Output = Input * efficiency, when everything is expressed consistently.

If your hourly irradiance is expressed in kJ/m2, then you need to multiply by m2 of panel. If your panels are rated in kw each at a reference irradiance, then you need to scale the panel output by the ratio of actual irraadiance to the reference.

Amongst the efficiency terms are light to electricity, oblique incidence effects, panel fouling reducing light, they may be a temperature dependence, and DC to AC conversion losses. You will get out of your simulation an accuracy that relates to the care with which you find all the efficiency terms, and account for them.

If you calculate for a single panel, at reference irradiance, you will get a nominal figure. That's rather like taking your hourly pay rate times your daily hours and arriving at a nominal income for the day.

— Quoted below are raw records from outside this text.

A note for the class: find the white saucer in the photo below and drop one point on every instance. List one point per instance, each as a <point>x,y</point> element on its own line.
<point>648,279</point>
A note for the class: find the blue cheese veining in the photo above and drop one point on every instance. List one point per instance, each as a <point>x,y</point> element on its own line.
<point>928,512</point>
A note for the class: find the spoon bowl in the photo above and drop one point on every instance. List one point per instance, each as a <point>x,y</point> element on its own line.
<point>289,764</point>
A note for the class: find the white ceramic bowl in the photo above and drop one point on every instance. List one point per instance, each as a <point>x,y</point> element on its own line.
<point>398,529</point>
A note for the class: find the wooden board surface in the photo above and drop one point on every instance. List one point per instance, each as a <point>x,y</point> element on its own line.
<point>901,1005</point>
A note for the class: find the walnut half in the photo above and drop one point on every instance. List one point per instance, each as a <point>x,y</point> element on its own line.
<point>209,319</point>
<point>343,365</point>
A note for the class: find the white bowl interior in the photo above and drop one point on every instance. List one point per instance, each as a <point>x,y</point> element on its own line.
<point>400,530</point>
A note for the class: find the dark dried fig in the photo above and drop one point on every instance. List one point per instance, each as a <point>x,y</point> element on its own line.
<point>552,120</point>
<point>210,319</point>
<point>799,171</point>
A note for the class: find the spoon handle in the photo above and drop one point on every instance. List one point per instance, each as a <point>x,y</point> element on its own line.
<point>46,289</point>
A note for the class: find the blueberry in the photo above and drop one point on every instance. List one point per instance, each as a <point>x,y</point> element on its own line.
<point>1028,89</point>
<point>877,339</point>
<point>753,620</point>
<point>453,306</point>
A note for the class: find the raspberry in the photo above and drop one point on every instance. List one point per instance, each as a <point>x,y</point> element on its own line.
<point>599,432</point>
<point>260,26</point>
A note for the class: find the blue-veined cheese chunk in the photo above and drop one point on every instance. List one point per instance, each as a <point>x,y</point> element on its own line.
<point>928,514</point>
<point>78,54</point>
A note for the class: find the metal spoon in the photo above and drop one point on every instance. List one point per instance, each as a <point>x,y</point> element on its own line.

But you have to pay income taxes, travel to and from work, buy work tools, all of which reduces your disposable income. But these are just book-keeping, and simple sums. In the same way you lose power through non-standard irradiance, oblique illumination, dirty panels, DC-AC losses. The more detailed you are keeping track of them, the more realistic power output estimate you'll have.

If your sole problem is turning kJ into kWh, then 1kWh = 3600kJ = 3.6MJ, as one hour = 3600 seconds, and 1J = 1 watt.second.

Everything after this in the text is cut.